39 medalhas de ouro, 41 de prata e 33 de bronze. No total, 113 medalhas conquistadas, 113 vezes hasteada a bandeira das 50 estrelas e 39 vezes cantado o "The Star-Spangled Banner", o hino dos EUA, o país mais medalhado dos Jogos Olímpicos de Tóquio 2020.

Uma subida ao mais alto lugar nas medalhas de ouro no último dia da competição depois da República Popular da China ter liderado até então a contabilidade olímpica em relação ao metal mais precioso ao peito. A totalidade, essa, pendeu sempre ao longo da competição para o país de Joe Biden.

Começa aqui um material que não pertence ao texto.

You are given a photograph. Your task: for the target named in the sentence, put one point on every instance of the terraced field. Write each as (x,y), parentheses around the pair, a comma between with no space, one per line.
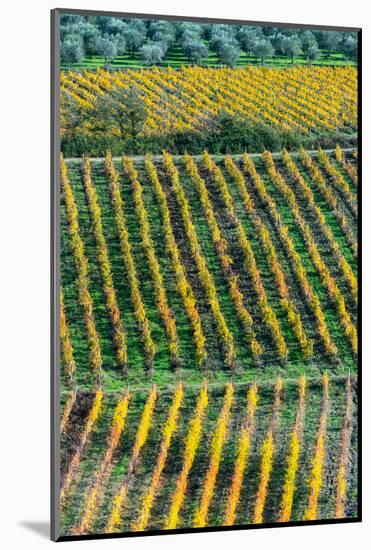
(252,281)
(191,285)
(314,100)
(181,459)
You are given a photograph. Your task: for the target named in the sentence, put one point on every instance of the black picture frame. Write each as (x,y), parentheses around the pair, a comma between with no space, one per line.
(55,275)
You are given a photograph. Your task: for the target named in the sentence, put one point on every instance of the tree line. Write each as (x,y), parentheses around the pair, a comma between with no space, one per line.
(117,120)
(109,37)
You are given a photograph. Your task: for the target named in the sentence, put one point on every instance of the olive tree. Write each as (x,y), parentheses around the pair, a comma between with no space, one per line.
(152,53)
(263,49)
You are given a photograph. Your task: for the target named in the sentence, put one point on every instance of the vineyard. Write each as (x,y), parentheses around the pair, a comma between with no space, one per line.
(177,268)
(217,455)
(311,100)
(196,291)
(209,265)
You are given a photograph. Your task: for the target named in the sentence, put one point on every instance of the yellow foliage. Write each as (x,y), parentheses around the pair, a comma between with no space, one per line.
(170,426)
(292,461)
(242,457)
(218,439)
(93,416)
(266,457)
(316,481)
(341,478)
(114,522)
(91,501)
(191,446)
(183,286)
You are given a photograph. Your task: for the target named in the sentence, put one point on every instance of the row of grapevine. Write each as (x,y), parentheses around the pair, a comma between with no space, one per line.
(267,312)
(220,438)
(316,479)
(217,444)
(342,476)
(127,256)
(225,259)
(331,200)
(349,168)
(204,274)
(157,279)
(339,181)
(293,456)
(299,270)
(93,416)
(191,445)
(119,336)
(244,448)
(284,292)
(81,262)
(68,406)
(114,521)
(267,456)
(251,191)
(307,193)
(66,346)
(183,286)
(328,281)
(170,426)
(91,501)
(294,98)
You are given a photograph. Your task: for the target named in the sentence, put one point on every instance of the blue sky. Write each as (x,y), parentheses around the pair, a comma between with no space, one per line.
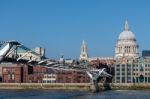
(60,25)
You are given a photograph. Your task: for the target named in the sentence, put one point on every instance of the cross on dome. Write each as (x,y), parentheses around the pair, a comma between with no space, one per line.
(126,26)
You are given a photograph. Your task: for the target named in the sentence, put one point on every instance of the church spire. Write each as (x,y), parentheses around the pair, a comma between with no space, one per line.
(84,51)
(126,26)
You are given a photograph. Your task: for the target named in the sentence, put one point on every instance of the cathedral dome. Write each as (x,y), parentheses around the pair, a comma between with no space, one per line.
(126,45)
(127,35)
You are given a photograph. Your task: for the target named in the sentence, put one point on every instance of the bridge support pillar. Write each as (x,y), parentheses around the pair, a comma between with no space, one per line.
(94,86)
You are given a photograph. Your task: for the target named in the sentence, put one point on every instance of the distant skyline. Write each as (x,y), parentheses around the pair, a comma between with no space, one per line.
(60,25)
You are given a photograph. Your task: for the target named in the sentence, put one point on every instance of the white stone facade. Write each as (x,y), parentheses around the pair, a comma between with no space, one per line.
(126,45)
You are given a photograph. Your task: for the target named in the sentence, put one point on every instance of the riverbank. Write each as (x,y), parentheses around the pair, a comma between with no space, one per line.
(75,86)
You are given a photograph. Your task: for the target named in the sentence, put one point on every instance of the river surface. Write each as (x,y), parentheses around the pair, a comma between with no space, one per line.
(49,94)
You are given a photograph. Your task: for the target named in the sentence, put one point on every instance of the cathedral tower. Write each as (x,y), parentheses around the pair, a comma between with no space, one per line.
(84,51)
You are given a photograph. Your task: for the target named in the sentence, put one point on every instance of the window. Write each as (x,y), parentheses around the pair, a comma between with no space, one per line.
(13,77)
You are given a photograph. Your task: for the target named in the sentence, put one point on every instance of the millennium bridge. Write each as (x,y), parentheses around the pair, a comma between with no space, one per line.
(13,51)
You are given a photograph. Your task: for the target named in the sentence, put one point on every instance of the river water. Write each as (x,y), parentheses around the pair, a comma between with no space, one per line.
(49,94)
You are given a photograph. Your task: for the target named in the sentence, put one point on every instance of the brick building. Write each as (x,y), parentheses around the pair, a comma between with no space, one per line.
(22,73)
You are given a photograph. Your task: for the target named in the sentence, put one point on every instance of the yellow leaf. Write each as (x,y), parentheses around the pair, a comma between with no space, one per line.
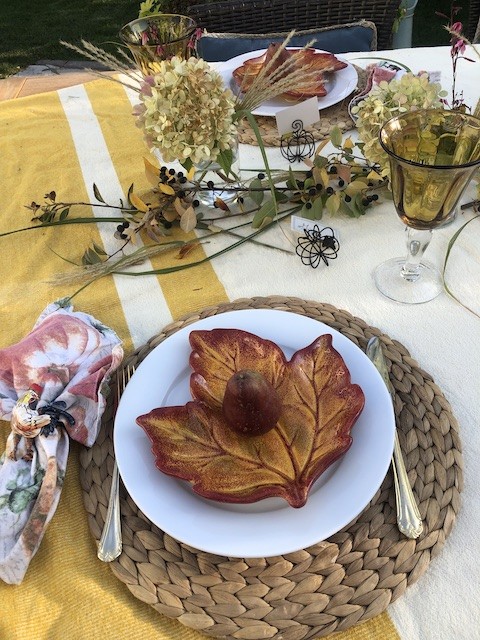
(332,203)
(188,221)
(373,175)
(167,189)
(179,208)
(138,203)
(344,171)
(170,215)
(320,175)
(321,146)
(355,187)
(151,171)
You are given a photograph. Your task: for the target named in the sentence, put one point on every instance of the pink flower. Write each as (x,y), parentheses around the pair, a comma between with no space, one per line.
(457,40)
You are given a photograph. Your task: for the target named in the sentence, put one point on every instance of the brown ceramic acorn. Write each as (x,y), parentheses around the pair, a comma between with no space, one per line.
(251,405)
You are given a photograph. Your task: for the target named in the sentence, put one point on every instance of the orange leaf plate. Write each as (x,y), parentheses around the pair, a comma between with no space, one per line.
(310,60)
(319,408)
(330,87)
(270,526)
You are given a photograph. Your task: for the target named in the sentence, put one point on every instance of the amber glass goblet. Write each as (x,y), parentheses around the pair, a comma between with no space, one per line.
(159,37)
(433,155)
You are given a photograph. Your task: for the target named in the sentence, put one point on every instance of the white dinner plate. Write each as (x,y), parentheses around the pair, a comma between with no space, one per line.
(268,527)
(339,86)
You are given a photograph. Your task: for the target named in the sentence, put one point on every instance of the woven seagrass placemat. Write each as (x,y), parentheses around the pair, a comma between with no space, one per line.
(330,586)
(335,116)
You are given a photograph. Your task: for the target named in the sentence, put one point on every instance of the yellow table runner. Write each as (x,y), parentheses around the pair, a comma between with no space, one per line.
(68,592)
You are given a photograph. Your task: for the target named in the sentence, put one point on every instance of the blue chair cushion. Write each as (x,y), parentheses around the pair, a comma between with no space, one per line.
(354,36)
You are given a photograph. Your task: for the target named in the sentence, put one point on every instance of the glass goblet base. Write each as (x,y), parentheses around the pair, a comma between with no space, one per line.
(410,288)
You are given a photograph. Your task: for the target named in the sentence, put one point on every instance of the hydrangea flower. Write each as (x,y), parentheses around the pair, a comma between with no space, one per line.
(389,99)
(186,112)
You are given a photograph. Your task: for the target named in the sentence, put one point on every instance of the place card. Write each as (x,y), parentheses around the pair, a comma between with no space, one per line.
(306,112)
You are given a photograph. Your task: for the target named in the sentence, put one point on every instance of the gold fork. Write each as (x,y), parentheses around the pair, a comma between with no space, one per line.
(110,545)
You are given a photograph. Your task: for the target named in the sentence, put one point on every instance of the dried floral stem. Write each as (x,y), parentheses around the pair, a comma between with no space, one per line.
(96,54)
(96,271)
(57,223)
(271,82)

Em 29 edições de Jogos Olímpicos, o “Team USA” subiu ao pedestal por 18 vezes. Nas cinco edições anteriores Sydney 2000, Atenas 2004, Londres 2012, Rio de Janeiro 2016, somente em Pequim 2008, não atingiu o cume medalhístico. O lugar foi ocupado pelo país organizador, a China.

O poder asiático e a superação nipónica

O Império do Meio, a China de Xi Jinping conseguiu nos JO organizados pelo vizinho Japão 38 medalhas de ouro, 32 de prata e 18 de bronze, totalizando 88 fitas penduradas no pescoço dos atletas. O número confere-lhe o segundo lugar dos países mais medalhados e uma subida de um degrau em relação aos últimos Jogos, Rio 2016 (26 medalhas de ouro, num total de 70).

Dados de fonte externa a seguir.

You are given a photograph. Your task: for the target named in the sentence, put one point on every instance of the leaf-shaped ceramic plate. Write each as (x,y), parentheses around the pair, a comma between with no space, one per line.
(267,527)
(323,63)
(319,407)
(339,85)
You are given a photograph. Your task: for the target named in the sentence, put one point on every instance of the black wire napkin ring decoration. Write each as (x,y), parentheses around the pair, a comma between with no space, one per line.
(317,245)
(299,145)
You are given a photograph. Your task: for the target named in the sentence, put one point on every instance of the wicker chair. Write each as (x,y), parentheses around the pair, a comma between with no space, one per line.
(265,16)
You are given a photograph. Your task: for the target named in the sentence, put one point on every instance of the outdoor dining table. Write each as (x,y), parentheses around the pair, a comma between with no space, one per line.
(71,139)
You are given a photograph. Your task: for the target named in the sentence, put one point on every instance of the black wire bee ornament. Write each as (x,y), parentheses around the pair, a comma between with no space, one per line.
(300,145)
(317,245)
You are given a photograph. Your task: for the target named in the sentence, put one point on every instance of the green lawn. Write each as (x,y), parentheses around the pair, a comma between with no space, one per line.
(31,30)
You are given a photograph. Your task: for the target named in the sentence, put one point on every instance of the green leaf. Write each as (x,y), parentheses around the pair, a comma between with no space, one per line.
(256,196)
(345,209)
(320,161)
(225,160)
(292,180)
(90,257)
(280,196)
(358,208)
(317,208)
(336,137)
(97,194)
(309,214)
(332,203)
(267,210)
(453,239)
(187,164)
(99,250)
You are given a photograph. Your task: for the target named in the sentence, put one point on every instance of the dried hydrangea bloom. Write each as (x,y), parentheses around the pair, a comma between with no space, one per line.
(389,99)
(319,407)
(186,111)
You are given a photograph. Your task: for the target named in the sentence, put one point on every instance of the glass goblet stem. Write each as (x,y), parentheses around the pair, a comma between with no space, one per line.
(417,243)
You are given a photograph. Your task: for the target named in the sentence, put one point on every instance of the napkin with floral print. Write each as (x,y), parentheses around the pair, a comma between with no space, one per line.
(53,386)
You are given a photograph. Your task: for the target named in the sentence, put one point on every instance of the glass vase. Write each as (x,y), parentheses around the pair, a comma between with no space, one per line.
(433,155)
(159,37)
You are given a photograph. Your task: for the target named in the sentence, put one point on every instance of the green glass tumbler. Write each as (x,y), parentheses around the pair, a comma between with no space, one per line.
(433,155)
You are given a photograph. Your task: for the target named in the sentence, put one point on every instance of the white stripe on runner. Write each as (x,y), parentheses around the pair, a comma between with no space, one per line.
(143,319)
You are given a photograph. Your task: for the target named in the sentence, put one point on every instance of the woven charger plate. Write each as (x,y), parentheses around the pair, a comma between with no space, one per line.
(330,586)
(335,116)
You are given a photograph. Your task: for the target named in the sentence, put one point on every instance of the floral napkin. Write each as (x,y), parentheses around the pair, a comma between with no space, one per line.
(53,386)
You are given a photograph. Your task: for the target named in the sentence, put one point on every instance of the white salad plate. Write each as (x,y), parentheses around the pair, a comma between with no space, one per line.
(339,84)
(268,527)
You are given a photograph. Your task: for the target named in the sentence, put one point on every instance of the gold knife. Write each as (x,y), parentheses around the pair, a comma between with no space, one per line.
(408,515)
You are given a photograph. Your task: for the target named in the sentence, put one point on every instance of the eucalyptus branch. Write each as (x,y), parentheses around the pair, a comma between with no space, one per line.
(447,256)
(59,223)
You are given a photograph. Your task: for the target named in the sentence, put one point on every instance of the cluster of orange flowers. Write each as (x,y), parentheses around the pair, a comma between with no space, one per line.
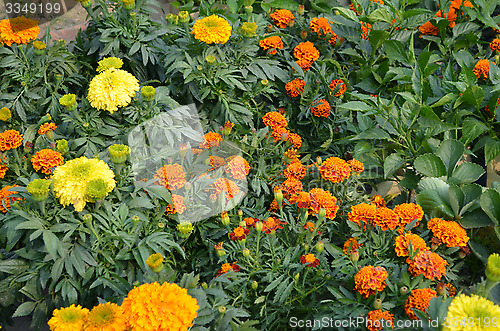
(370,280)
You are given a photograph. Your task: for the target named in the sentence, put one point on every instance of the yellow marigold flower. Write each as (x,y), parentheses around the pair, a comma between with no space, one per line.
(171,176)
(212,30)
(403,241)
(271,44)
(482,69)
(106,317)
(6,198)
(111,89)
(282,18)
(178,205)
(362,212)
(19,30)
(72,178)
(153,307)
(373,320)
(10,139)
(295,87)
(71,318)
(5,114)
(418,299)
(449,232)
(335,170)
(464,308)
(370,280)
(428,263)
(46,159)
(321,108)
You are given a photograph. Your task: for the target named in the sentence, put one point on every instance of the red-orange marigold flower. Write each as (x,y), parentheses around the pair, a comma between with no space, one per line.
(482,69)
(418,299)
(403,241)
(362,212)
(271,44)
(370,280)
(171,176)
(373,320)
(282,18)
(310,260)
(428,263)
(335,170)
(295,87)
(333,85)
(46,159)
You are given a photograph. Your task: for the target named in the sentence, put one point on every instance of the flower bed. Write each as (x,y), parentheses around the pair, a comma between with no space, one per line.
(254,207)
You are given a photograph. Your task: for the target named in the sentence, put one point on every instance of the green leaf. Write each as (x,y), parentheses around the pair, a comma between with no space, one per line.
(430,165)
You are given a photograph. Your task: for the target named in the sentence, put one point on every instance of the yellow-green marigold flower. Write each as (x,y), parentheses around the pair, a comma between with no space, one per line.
(212,30)
(5,114)
(119,153)
(111,89)
(68,101)
(477,308)
(185,229)
(493,268)
(109,62)
(248,29)
(148,93)
(39,189)
(155,262)
(71,180)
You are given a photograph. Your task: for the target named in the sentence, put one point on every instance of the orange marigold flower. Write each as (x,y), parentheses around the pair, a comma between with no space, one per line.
(46,159)
(294,139)
(178,205)
(274,120)
(227,186)
(171,176)
(321,108)
(282,18)
(449,232)
(19,30)
(385,218)
(320,198)
(356,166)
(377,200)
(227,267)
(408,212)
(362,212)
(482,68)
(337,83)
(295,87)
(403,241)
(370,280)
(366,28)
(373,320)
(46,127)
(428,263)
(418,299)
(271,44)
(306,54)
(5,198)
(10,139)
(322,27)
(237,167)
(272,224)
(335,170)
(239,233)
(295,169)
(152,307)
(211,139)
(353,242)
(309,260)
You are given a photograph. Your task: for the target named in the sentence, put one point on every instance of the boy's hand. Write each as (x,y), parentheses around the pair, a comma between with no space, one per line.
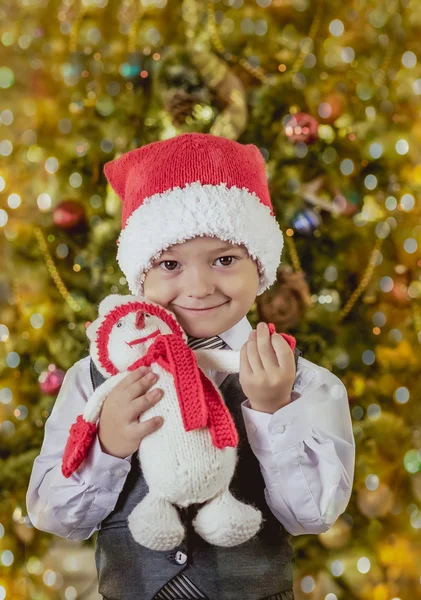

"A nossa equipa, quando vai para qualquer competição no estrangeiro, quer mostrar a força da China”, relembrou Wang Zhouyu, vencedora (87 kg) no halterofilismo deixando escapar a afirmação de soberania através do Desporto.

Os 27 ouros conquistados por atletas nipónicos e as 58 medalhas (além do ouro, somou 14 de prata e 15 de bronze) colocam o país do Sol Nascente no lado direito do pódio (para quem vê de frente) e lado esquerdo do 1º lugar. Fecham o pódio e terminam em 5º na contabilidade geral.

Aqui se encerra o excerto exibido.